France culture 29 septembre 2012, jeudi 11 octobre 2012

Shlomo Sand répond à Alain Finkielkraut et Maurice Kriegel

 

On connaît la thèse d’Alain Fin­kiel­kraut, par­tagée par son invité Maurice Kriegel, sur le rapport entre sio­nisme et judaïsme. Ce dernier ne serait que la conti­nuation, sous la forme d’une trans­for­mation, d’une tra­dition pré­exis­tante remontant à plu­sieurs millénaires.

 

On ne s’étonnera donc pas que l’intellectuel démarre l’entretien par un rappel de l’hymne israélien : « Notre espoir n’est pas encore perdu, cet espoir vieux de 2000 ans, de vivre en peuple libre sur cette terre, terre de Sion et de Jérusalem. »

 

Le mot « invention » utilisé par Shlomo Sand aussi bien dans Comment le peuple juif fut inventé, que dans Comment la terre d’Israël fut inventée, bru­talise, poursuit Alain Fin­kiel­kraut, « une cer­taine assi­duité, une cer­taine fidélité de la mémoire ». En illus­tration de cette mémoire, il rap­pelle les paroles du verset 5 du Psaume 137 : « Si je t’oublie, Jéru­salem, que ma droite s’oublie, que ma langue s’attache à mon palais […] » Il convoque aussi le poète juif du siècle d’or espagnol, Judas Alevi : « Mon coeur est en Orient, mon corps en extrême-Orient. »

 

Puis il poursuit, disant de cette « nos­talgie » qu’elle a pris une forme poli­tique avec le roman­tisme européen, lequel ne serait pas une invention, « les juifs ayant traduit dans la langue du prin­temps des peuples quelque chose de bien anté­rieur ». À l’appui de sa démons­tration, il convoque également Jean-Jacques Rousseau, lequel défi­nissait les juifs comme une nation, puis cite le phi­lo­sophe allemand Peter Slo­terdijk, com­mentant Jakob Taubes : « Les juifs ont eu la vocation d’enseigner aux autres l’art d’être un peuple, c’est-à-dire, de for­muler un principe de cohé­rence spi­ri­tuelle qui serait phy­si­quement ancré dans une généa­logie bio­lo­gique (1), mais consti­tuerait en même temps la pro­pa­gation d’une spi­ri­tualité par un pro­cessus géné­ra­tionnel passant de mère en fille et de père en fils. »

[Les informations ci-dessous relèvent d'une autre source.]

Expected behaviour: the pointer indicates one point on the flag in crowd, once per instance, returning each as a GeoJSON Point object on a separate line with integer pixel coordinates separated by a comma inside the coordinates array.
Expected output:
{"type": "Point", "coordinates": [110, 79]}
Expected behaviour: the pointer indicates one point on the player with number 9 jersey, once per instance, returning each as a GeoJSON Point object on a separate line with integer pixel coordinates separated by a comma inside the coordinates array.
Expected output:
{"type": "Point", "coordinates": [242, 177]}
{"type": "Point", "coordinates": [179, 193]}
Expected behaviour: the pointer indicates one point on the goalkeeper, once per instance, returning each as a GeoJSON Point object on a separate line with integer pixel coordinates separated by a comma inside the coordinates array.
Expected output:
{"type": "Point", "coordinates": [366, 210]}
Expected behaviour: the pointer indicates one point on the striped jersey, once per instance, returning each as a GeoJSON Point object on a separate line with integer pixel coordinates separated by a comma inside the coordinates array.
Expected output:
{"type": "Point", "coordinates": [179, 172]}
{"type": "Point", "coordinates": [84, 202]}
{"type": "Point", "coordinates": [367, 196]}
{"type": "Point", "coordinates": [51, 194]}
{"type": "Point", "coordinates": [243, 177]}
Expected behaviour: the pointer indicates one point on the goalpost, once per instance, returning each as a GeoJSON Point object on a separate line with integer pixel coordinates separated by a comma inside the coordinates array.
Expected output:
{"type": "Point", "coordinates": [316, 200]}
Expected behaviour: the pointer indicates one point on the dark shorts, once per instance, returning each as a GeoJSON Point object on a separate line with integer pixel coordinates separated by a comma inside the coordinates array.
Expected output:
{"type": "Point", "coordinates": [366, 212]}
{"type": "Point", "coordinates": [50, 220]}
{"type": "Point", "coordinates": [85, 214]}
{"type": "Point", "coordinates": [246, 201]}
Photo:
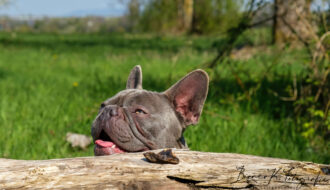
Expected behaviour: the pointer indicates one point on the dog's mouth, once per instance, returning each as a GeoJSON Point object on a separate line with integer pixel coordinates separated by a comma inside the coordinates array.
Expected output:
{"type": "Point", "coordinates": [105, 146]}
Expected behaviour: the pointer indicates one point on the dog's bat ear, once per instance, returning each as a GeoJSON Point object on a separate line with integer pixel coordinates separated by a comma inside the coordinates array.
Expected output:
{"type": "Point", "coordinates": [134, 80]}
{"type": "Point", "coordinates": [188, 95]}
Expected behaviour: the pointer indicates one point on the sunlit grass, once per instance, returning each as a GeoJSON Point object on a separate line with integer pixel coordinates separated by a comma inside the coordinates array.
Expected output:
{"type": "Point", "coordinates": [51, 85]}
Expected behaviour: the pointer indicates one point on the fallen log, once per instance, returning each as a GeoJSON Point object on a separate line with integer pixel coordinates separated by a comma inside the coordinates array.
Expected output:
{"type": "Point", "coordinates": [196, 170]}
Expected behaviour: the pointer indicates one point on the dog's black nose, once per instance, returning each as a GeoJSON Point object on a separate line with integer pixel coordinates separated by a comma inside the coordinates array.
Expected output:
{"type": "Point", "coordinates": [113, 111]}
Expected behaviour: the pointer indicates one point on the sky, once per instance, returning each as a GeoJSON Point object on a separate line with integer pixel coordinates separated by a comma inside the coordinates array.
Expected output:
{"type": "Point", "coordinates": [80, 8]}
{"type": "Point", "coordinates": [60, 8]}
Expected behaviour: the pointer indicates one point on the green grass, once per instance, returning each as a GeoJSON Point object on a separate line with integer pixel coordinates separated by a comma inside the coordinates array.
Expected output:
{"type": "Point", "coordinates": [53, 84]}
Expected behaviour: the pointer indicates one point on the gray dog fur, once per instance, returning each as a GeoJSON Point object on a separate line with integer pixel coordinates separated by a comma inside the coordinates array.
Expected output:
{"type": "Point", "coordinates": [139, 120]}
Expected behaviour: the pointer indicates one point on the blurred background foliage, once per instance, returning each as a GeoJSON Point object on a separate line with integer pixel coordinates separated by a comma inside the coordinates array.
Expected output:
{"type": "Point", "coordinates": [268, 63]}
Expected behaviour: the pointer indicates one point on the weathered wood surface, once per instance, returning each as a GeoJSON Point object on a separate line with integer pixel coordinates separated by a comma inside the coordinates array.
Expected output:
{"type": "Point", "coordinates": [196, 170]}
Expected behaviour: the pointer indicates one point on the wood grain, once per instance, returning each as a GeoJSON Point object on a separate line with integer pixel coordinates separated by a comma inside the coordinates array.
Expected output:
{"type": "Point", "coordinates": [196, 170]}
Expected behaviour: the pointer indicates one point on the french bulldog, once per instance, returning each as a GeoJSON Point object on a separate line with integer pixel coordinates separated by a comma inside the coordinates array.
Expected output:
{"type": "Point", "coordinates": [137, 120]}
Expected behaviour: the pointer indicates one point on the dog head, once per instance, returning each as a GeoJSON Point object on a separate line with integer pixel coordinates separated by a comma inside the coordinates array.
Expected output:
{"type": "Point", "coordinates": [138, 120]}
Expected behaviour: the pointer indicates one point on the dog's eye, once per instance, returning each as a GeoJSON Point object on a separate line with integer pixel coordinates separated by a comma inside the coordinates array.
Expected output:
{"type": "Point", "coordinates": [139, 111]}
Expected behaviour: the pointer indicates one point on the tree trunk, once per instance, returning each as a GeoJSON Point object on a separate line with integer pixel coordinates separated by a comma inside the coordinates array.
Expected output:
{"type": "Point", "coordinates": [185, 14]}
{"type": "Point", "coordinates": [292, 22]}
{"type": "Point", "coordinates": [196, 170]}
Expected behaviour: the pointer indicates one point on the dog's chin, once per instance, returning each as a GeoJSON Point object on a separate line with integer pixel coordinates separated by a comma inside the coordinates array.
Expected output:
{"type": "Point", "coordinates": [103, 148]}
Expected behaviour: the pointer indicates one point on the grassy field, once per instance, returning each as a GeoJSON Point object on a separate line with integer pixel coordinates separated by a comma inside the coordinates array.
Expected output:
{"type": "Point", "coordinates": [53, 84]}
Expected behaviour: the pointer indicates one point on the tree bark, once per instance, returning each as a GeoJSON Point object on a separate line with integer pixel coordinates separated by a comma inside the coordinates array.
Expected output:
{"type": "Point", "coordinates": [292, 22]}
{"type": "Point", "coordinates": [196, 170]}
{"type": "Point", "coordinates": [185, 14]}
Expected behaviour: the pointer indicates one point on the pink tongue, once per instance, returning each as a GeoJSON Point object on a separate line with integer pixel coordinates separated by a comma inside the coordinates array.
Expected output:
{"type": "Point", "coordinates": [104, 144]}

Alain Fin­kiel­kraut a ensuite recours à un argument d’ordre socio­lo­gique, celui d’un constat, à savoir que la sécu­la­ri­sation n’aurait en fait jamais empêché les juifs de se sentir juifs malgré l’absence de pra­tique reli­gieuse. Contre Shlomo Sand qui voit dans les nations des construc­tions, il invoque un pro­cessus de démo­cra­ti­sation pro­gressif, prenant en compte, dans un continuum le peuple et ses com­po­sants, et de citer à cet égard Mickael Walzer : « Dès que l’on convoque le peuple, il arrive organisé en tribus, avec chacune sa langue, sa mémoire, ses cou­tumes, ses croyances. Il est impos­sible de leur faire droit au sein de l’ordre ancien. » Shlomo Sand ferait donc l’erreur de faire l’économie de ces éléments consti­tutifs du peuple.

 

Alain Fin­kiel­kraut observe la même posture quand Shlomo Sand affirme qu’il existe une culture israé­lienne, mais pas de culture juive mon­diale : « On ne peut arracher, dit-il, la lit­té­rature israé­lienne à ses racines. Des auteurs comme Shaï Agnon, Aharon Appelfeld (2) ou Amos Oz font le pont entre le judaïsme et Israël. »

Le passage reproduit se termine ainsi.